Passando agli aspetti caratteriali, crediamo che a dare completezza al duo siano le nostre differenze: Federico ha una forte disciplina, è un ascoltatore accanito e solitamente lascia poche cose al caso nel processo creativo; Anita, invece, è molto istintiva, prende le cose di pancia e si lascia andare, trasportata da ciò che sente in ogni momento. Crediamo che questa combinazione di razionalità e irrazionalità sia la nostra forza.
Sul palco delle Audizioni Live di Musicultura avete dichiarato di essere delle persone abbastanza riservate e nella vostra biografia si legge che inizialmente scrivevate pezzi in inglese. Era un modo per “camuffare” le vostre emozioni, cercando di trattenerle in una dimensione più privata?

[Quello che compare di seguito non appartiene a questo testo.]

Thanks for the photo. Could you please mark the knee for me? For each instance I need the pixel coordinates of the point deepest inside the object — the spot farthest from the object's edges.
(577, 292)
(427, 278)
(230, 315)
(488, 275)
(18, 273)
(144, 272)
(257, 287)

Abbiamo cominciato scrivendo in inglese perché gli artisti che ascoltavamo in quegli anni erano per la maggior parte americani o inglesi; in quel momento non credevamo che la lingua fosse uno schermo tra noi e gli ascoltatori. Nel passaggio alla scrittura in italiano ci siamo accorti, però, di quanto sia difficile mettersi a nudo ed essere compresi fino in fondo: scrivere nella propria lingua permette di arrivare al nocciolo delle questioni e a volte, soprattutto se non si tratta di argomenti semplici, è complicato accettare che chiunque le possa capire ed esserne partecipe ascoltando una nostra canzone; pensandoci, crediamo di esserci accorti che l’inglese fosse una sorta di “maschera” solo a posteriori.
L’universo si arrende a chi è calmo è il vostro primo album e i nove brani che lo compongono spaziano tra sonorità diverse: dal rock al pop, dall’indie all’elettronica, fino ad arrivare a qualche accenno di rap. Quali sono i riferimenti musicali di un progetto così ricco e composito?
L’universo si arrende a chi è calmo è un insieme di canzoni scritte in anni diversi, segnati dalla sperimentazione sonora e da un ascolto abbastanza vario, nel tentativo di trovare la nostra identità. Attualmente stiamo ancora lavorando per affinare il nostro genere e il nostro suono. Il primo disco non è niente di più che la sintesi del nostro modo di vivere la musica di quel momento: appena abbiamo avuto l’occasione di frequentare uno studio di registrazione, ci siamo messi alla prova con tanti generi musicali e canali d’espressione per trovare ciò che più ci apparteneva e rappresentava. Abbiamo fatto di questo processo un disco.
Dai vostri testi traspare un rapporto altalenante con la calma: per voi, è sinonimo di equilibrio o di indolenza?
La calma è un tratto che reputiamo sicuramente forte, solitamente è una qualità di persone sicure e lucide. Nonostante questo, quando la situazione lo richiede, crediamo sia giusto anche seguire i propri istinti. A tal proposito, il ritornello del brano Rabbia si apre con la frase «L’universo si arrende a chi è calmo, ma poi muoiono tutti»; ciò che vogliamo comunicare è che la calma è senza dubbio una virtù, ma bisogna stare attenti a non trasformarla in passività, rischiando di essere calpestati: il messaggio che vogliamo trasmettere è semplicemente quello di farsi sentire e rispettare sempre.
‹‹Ma sei convinto che in qualche modo arriverai dove neanche sai ma dove ti spetta››, leggiamo dal testo di Guai, brano selezionato per il concerto finalisti. A che punto del vostro percorso sentite di essere arrivati e cosa vi aspettate dall’esperienza di Musicultura?
Avere a che fare con la musica è una soddisfazione e una gioia a tutti i livelli: dalle prime demo in cameretta fino a Musicultura. Ovviamente, nel tempo abbiamo acquisito più esperienza, ma ogni giorno ripartiamo da zero con la stessa voglia di imparare e crescere. A questo punto del nostro percorso ci sentiamo gli stessi che eravamo all’inizio, da una parte arricchiti dalle esperienze che si sono aggiunte negli anni, dall’altra proiettati verso nuove cose da fare.